Glasser: Well, exactly. We’re got to check our phones and maybe update later. But thank you. This is just an incredible conversation. I think it really puts us both in the here and now in what’s happening in Trump’s Washington and it also helps to understand a lot of the really complicated and not by any means, simple debates of the Obama years when it came to human rights. I’m delighted to have had Tom Malinowski as my guest this week on the Global POLITICO. Thank you, Tom.
Malinowski: Thank you, Susan.
Glasser: And of course, thank you to all of our listeners. You can listen to us on iTunes or whatever your favorite podcast platform is. You can subscribe, I hope, and you can always send me emails, feedback, whatever, at SGlasser@POLITICO.com. Thanks again.
Malinowski: So I look back on being a diplomat and I think about all of the amazing, interesting conversations with leaders around the world and officials and how fascinating the issues were. Sometimes, I have to remind myself of the silly moments and how sometimes the dominant feeling you have is just being exhausted and you’re going from meeting to meeting to meeting in a foreign country or perhaps doing what we used to call “diplomatic speed dating” at the U.N., where you have 10 meetings a day with different countries for seven or eight days straight.
Glasser: This is every September when the U.N. General Assembly meets.
Malinowski: That’s right and I’m embarrassed to say that I probably had a lot of meetings with government ministers from other countries where I just didn’t even know the name of the person I was meeting with and it was on my briefing paper, but you forget. And a funny version of this happened at the U.N. when I was scheduled to meet—it was on my schedule with the president of Burkina Faso, President Kabore, the former leader of that country, and he’d been in power for decades and was trying to extend his stay by another term, contrary to his constitution and back in that time, we had a policy of encouraging leaders all over the world to respect their constitutions; to leave when their term limits were up.
And so I show up at his suite outside his door and I see this gentleman walking down the hall towards us and he sees me and he greets me and says, “Oh, are you here to see me?” And I said, “Yes.” And I looked at him and I had once briefly met President Kabore of Burkina Faso and this did not look like President Kabore of Burkina Faso, but I wasn’t sure and so he led me into the suite and we sat down and we started this bilateral meeting.

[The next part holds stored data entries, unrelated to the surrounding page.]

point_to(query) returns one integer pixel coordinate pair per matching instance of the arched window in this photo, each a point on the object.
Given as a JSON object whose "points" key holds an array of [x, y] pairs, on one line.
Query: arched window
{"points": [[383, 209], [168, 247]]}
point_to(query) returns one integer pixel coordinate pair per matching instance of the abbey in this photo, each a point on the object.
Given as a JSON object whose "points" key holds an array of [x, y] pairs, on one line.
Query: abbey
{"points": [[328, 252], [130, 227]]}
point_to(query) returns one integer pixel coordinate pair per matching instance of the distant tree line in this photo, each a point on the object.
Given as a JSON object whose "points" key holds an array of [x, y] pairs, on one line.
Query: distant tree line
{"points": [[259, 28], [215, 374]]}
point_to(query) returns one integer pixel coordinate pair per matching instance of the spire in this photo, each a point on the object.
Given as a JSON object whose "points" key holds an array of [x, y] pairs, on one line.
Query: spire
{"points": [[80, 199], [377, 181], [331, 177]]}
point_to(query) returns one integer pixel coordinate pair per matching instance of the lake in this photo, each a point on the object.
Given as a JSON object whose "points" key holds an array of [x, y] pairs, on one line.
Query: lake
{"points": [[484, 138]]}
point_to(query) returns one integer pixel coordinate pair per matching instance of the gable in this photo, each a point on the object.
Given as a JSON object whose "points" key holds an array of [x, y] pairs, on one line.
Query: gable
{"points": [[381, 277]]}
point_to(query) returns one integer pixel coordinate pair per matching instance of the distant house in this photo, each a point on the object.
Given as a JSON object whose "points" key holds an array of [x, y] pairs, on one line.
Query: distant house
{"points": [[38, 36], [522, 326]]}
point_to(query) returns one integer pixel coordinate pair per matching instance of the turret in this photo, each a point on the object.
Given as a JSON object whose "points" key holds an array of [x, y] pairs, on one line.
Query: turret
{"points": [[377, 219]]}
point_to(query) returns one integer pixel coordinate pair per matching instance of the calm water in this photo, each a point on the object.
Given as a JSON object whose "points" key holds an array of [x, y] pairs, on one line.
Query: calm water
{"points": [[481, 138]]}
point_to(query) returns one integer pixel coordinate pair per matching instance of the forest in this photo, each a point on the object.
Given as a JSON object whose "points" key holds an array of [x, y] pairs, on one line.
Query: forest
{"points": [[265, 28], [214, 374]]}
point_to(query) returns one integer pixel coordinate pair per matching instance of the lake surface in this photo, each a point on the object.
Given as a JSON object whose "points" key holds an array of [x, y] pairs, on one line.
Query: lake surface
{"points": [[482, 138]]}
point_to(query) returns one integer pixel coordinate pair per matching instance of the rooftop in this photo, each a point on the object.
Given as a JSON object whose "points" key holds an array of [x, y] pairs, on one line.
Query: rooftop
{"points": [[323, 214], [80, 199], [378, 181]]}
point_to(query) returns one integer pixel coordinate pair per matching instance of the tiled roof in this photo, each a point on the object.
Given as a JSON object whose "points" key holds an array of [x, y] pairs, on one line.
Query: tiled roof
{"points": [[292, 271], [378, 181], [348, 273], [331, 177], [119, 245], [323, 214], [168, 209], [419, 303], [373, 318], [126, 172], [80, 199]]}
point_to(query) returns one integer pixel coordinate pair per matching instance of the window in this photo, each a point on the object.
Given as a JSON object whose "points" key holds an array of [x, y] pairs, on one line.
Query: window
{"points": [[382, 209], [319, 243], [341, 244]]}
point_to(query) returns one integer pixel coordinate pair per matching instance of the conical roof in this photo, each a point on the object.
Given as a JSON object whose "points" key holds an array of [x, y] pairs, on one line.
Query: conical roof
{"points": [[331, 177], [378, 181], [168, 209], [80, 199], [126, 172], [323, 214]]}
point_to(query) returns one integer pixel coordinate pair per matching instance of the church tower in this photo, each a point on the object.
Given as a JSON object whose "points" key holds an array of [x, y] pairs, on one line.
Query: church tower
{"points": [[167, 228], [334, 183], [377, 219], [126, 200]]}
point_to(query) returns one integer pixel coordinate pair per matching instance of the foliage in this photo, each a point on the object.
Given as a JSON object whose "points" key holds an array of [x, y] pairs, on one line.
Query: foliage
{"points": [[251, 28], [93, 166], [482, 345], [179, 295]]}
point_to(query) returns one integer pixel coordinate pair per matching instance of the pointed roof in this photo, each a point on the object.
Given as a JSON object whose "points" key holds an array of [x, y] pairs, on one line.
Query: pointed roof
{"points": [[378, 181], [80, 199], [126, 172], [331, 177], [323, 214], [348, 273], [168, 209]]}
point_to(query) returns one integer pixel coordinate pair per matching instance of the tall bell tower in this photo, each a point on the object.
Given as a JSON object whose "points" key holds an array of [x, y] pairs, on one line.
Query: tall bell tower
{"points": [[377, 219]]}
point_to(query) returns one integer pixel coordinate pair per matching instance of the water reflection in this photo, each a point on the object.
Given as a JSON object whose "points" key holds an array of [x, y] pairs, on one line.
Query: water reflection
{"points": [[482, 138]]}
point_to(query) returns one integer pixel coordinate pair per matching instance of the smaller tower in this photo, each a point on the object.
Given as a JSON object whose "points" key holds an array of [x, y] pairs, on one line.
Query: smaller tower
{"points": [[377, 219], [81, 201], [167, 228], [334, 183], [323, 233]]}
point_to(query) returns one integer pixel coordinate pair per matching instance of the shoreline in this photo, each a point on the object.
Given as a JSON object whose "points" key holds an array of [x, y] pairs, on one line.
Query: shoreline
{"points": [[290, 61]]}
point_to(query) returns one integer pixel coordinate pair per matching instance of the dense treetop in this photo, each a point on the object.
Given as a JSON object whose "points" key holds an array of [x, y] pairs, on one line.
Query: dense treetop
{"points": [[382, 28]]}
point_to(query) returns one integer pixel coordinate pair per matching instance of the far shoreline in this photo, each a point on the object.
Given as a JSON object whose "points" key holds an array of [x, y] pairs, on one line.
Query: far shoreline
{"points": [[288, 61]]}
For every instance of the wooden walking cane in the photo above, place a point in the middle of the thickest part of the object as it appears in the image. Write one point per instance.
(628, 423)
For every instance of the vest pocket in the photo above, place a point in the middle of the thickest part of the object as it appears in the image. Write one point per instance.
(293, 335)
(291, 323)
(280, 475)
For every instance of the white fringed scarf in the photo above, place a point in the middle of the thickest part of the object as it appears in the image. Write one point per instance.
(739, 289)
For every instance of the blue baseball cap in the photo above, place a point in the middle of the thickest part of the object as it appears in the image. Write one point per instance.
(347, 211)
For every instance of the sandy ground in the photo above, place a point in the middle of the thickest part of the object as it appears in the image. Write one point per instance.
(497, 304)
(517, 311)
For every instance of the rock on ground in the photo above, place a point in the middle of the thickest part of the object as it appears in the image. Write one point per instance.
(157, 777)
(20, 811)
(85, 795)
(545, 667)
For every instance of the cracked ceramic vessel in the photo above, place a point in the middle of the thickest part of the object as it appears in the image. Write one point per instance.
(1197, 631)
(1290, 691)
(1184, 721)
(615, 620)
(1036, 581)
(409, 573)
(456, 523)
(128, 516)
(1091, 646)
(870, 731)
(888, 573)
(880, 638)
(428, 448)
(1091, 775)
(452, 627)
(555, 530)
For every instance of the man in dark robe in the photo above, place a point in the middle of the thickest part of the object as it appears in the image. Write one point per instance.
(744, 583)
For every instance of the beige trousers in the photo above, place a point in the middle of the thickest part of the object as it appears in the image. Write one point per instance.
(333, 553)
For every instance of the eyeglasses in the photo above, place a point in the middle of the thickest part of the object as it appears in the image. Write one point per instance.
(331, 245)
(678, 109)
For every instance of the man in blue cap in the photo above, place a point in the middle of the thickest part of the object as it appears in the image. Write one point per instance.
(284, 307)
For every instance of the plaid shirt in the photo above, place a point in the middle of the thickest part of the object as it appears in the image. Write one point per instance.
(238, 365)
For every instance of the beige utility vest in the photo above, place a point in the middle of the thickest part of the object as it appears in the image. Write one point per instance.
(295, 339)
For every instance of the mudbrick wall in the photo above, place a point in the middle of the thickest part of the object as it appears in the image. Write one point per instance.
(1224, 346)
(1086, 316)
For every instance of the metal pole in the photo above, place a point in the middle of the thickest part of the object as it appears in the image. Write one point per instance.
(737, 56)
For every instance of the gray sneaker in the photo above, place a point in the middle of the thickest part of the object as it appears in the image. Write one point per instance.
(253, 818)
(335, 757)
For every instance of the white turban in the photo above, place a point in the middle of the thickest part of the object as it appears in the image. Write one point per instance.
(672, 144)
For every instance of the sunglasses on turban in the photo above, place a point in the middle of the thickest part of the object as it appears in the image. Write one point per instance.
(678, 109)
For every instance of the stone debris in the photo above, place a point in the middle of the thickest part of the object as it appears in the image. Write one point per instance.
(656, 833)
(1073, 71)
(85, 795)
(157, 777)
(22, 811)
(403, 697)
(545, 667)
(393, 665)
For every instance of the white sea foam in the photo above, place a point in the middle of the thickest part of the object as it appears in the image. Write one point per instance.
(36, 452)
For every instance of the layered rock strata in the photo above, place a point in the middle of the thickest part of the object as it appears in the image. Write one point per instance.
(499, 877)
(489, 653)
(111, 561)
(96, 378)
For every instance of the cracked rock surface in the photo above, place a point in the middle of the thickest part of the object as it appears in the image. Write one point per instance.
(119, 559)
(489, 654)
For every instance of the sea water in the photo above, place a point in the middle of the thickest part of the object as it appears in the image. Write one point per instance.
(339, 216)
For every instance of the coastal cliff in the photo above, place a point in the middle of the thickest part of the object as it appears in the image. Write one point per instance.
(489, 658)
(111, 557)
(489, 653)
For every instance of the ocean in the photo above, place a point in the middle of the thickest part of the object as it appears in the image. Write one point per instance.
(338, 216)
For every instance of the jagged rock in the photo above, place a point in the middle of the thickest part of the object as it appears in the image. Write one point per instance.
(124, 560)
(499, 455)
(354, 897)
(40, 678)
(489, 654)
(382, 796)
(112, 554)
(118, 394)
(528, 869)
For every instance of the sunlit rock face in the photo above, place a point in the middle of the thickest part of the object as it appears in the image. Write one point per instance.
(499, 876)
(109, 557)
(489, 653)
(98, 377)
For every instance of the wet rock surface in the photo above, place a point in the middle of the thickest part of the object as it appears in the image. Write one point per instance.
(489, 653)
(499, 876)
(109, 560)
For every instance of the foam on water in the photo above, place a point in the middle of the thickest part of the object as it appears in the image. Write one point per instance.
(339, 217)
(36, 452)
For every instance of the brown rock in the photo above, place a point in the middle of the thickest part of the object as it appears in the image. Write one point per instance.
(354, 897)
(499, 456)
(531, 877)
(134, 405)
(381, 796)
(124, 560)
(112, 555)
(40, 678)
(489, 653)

And I’m still not sure who this man is and it is important to know because usually, you’re talking about policy. “Your government should pull its troops out of here or your government should release that political prisoner.”
But here, I’m talking about you, Mr. President, should leave office and so the personal pronoun becomes very important and I’m struggling for about five minutes and then I notice to my relief, that he’s wearing a small U.N. nametag and I strained my eyes to look at it without appearing to strain my eyes to look at it and I noticed that it’s the foreign minister of Burkina Faso and not the president. And I managed to adjust quickly enough to say that he should leave office rather than you, sir.
Glasser: Did the president even show up?
Malinowski: No, he never did.
Glasser: And did he leave office?
Malinowski: He was made to leave office by his people. Had he listened to us, he would be in a much better shape right now.
Glasser: Right, he was in a spate of coups, as I remember what happened a few years ago.
Malinowski: And I thought to myself, “You know, we are sometimes arrogant as Americans. I wonder if any visiting diplomat ever comes to Washington and sits down with then our secretary of state and he’s wondering to himself, “Is this Kerry? Or is this Obama? Is this Obama? Who is this?”